10 thoughts on “Keeping multiple programming languages straight

  1. > Keep notes and save sample code.

    Indeed. I’ve got dozens of files in a “notes” directory, on topics like SQL, Ruby, Rails, capistrano, CSS, Ubuntu, cpanel, etc.

    Each file varies from 20 lines to 2,000 lines. They contain snippets of sample code, memos to myself, and more.

    Not only do I refer to these files on a daily basis, they also save me time when working with others.

    “Hey, Travis, can you explain to me how to do polymorphism in rails?”

    “No…but I’ll email you 200 lines of examples and notes”.

    “Hey, Travis, how do I add an SQL index that uses multiple columns?”

    “Hang on….emailing it now”.

  2. As you say learning similar languages is not much help. One or two funcional languages where your interested in the result not the speed of the solution will help your thinking a lot.

  3. The worst are very different languages that are similar only in basic syntax such as Java and Javascript which many developers frequently switch between.

    Notes, references and focus. And a sense of humor when it suddenly hits you that the compiler is not the stupid one ;-)

    Mostly out of curiosity, I have also used, and keep notes and references on, several nosql databases such as MongoDB, CouchDB and Neo4J. Datomic looks particularly interesting for its immutability and sense of time. You can view the data at any point in time (except of couse for the future but how hard can that be? Python can import modules from the future ;-)

  4. I keep small Wiki VM running on my desktop, and use it to warehouse my notes about various programming languages. At one point, I was actively maintaining/extending projects in C, Perl, Python/Django and Ruby. Notes (even on basic stuff like ‘how this language structures if-then-else” and “file I/O”) were invaluable at times, especially when revisiting projects after many months away.

  5. Agreed. I find it difficult to work with similar languages like Matlab-R, Java-C#, python-ruby…

    I used to manage with cheat-sheets, but code samples + notes is a better approach.

  6. Your notes on “strings in C++” do not have much to do with C++.

    However, they do make me glad I have never used Windows and never will.

  7. Wouldn’t it be nice if the language maintainers would allow syntax from other languages, where it can be done without breaking the language? For example, in JavaScript, x={}; x.foo=7; is messier to do in Python, where even x={‘foo’:7} does not allow you to use x.foo.
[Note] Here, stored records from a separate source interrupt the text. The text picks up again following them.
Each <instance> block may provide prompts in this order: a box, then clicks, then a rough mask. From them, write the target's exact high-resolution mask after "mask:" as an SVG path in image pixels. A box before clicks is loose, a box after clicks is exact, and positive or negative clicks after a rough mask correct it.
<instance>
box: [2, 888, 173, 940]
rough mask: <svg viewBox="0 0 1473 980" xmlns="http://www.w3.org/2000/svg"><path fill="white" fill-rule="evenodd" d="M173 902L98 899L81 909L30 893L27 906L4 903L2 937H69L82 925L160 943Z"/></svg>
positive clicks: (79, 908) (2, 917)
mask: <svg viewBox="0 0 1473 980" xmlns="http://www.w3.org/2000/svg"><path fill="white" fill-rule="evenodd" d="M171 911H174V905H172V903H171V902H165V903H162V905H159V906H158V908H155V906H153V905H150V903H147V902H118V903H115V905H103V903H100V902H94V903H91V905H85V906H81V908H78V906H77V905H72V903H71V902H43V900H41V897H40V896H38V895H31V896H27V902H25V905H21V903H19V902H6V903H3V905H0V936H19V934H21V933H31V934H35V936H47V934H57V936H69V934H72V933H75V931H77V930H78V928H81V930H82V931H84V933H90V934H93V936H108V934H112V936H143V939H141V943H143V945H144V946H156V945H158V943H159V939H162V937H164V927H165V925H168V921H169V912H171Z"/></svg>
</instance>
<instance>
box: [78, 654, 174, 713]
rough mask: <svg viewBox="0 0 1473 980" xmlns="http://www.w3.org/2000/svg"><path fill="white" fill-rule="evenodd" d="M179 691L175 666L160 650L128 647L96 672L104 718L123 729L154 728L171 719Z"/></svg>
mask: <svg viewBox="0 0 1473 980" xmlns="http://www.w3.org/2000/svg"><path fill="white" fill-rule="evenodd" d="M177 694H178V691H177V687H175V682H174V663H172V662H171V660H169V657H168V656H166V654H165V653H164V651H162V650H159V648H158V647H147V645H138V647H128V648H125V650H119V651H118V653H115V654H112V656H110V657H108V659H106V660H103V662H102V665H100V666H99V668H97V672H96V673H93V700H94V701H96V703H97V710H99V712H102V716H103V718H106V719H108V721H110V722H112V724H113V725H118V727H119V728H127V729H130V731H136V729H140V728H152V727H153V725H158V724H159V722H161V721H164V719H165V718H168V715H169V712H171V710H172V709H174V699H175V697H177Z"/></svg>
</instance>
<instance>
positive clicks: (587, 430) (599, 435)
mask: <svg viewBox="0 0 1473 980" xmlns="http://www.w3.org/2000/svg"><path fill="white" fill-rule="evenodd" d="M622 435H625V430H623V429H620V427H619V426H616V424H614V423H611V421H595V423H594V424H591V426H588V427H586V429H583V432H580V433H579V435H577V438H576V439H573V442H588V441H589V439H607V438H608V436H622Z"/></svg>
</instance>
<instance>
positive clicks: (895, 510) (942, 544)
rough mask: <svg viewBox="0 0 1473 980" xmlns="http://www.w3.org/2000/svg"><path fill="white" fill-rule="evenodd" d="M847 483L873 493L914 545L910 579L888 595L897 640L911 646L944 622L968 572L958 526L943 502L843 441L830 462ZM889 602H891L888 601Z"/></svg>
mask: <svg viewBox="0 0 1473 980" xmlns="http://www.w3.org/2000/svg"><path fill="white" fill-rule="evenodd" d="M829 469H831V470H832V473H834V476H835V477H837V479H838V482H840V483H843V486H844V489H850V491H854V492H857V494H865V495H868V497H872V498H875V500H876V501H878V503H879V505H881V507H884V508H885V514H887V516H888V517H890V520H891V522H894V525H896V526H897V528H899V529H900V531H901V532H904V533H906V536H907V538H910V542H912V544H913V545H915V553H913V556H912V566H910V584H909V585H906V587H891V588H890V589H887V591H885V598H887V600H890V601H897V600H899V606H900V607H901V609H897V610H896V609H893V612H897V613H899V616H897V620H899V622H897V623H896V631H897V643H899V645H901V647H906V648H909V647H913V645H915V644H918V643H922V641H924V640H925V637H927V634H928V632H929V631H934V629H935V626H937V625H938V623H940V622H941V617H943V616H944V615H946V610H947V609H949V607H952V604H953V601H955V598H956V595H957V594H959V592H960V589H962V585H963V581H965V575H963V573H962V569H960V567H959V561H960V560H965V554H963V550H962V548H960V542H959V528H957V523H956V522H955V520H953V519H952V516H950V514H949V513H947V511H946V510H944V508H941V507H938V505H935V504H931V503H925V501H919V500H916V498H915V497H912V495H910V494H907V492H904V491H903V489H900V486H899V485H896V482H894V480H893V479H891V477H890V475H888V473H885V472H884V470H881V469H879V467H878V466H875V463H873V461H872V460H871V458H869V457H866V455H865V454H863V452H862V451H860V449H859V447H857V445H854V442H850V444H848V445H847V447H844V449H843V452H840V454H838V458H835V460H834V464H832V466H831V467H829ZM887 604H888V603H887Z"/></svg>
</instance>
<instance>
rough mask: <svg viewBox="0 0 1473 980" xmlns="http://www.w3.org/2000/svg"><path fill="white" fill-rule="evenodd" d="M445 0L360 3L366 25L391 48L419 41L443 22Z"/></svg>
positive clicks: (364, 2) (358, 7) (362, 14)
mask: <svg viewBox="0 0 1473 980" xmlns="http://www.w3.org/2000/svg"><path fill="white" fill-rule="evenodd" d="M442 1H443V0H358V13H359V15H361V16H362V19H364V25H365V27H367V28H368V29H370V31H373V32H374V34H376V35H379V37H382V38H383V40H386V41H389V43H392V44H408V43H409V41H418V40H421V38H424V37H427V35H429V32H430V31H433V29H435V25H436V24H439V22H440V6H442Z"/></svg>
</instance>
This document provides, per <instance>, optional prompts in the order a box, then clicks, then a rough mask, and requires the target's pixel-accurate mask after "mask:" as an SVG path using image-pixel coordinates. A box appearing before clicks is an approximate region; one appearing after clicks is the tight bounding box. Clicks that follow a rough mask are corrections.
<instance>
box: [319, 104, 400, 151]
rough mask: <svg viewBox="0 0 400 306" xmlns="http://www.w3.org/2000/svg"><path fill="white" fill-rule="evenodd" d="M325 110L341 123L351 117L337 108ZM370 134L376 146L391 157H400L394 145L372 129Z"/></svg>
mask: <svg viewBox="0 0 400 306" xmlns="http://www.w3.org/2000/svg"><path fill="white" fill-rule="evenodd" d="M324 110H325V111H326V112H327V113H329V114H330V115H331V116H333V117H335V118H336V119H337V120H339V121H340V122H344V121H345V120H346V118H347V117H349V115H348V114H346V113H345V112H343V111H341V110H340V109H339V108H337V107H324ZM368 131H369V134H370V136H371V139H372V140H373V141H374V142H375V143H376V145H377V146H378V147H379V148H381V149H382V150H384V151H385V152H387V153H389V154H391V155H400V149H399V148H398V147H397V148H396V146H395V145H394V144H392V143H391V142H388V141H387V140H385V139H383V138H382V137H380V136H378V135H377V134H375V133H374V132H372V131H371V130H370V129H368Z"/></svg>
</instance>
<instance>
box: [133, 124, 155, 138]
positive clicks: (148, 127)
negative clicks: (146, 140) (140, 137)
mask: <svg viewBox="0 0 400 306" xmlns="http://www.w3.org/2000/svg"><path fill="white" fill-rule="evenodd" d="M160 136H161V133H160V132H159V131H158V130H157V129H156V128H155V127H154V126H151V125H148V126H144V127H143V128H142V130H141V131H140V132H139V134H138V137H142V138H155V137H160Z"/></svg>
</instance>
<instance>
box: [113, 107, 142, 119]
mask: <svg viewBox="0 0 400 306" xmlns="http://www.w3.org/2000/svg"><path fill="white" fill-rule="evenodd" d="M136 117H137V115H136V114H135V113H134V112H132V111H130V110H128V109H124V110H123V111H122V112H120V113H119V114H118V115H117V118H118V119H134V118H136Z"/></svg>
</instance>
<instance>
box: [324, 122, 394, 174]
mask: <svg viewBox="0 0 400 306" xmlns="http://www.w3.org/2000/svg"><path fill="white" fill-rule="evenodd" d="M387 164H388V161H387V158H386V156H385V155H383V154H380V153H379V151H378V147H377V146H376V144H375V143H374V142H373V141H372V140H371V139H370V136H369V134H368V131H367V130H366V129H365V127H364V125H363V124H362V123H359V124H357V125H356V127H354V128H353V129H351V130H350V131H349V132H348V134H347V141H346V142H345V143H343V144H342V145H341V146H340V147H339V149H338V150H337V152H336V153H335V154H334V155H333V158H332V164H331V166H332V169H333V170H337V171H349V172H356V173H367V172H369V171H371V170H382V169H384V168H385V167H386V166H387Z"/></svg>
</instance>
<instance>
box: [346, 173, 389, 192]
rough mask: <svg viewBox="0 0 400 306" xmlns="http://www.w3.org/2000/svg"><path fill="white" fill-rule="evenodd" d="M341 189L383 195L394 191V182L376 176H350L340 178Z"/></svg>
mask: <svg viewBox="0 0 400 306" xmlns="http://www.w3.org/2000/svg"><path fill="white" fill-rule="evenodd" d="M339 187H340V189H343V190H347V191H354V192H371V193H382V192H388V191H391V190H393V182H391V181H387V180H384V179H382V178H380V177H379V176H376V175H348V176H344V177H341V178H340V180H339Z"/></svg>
    Python should allow // and /*xxx*/ for comments, and JavaScript allow lines starting with #, SQL’s –, etc., for comments. I wouldn’t port Visual Basic’s use of single-quote for comment anywhere though!

    Python gurus agonized for years about ternary if, such as C’s
    x==7 ? “This” : “That”
    but kept some sort of purity by making it be
    “This” if x==7 else “That”
    Neither is really clear, but for the sake of millions of programmers, wouldn’t it be nice to have each language support BOTH? (Really, only Python should change, but that’s unlikely.)

    Then you can imagine programming in a sort of pidgin JavaScript that works on every system, not for ALL your code but for ordinary stuff. It’s less likely to be buggy, and saves countless hours looking at cheat sheets for those switching among languages.

  8. nice article , but i still wonder , how many of these programming language or scripting tools gonna die with win8 release ? is win8 end of multilingual programming ?

  9. ah didnt saw that article (thanks also for providing the link ;) ).hmm “Projections” …intresting . will check it soon.

  10. Windows 8 includes better support for multiple programming languages than any previous version of Windows. See post here.

    WinRT has a new mechanism to generate idiomatic wrappers around core Windows APIs for various languages from metadata. This means that programmers in all languages get access to new APIs as soon as they come out (provided someone has written a “projection” that maps WinRT APIs into that language) rather than waiting for humans at Microsoft to hand-craft and release wrappers for each language.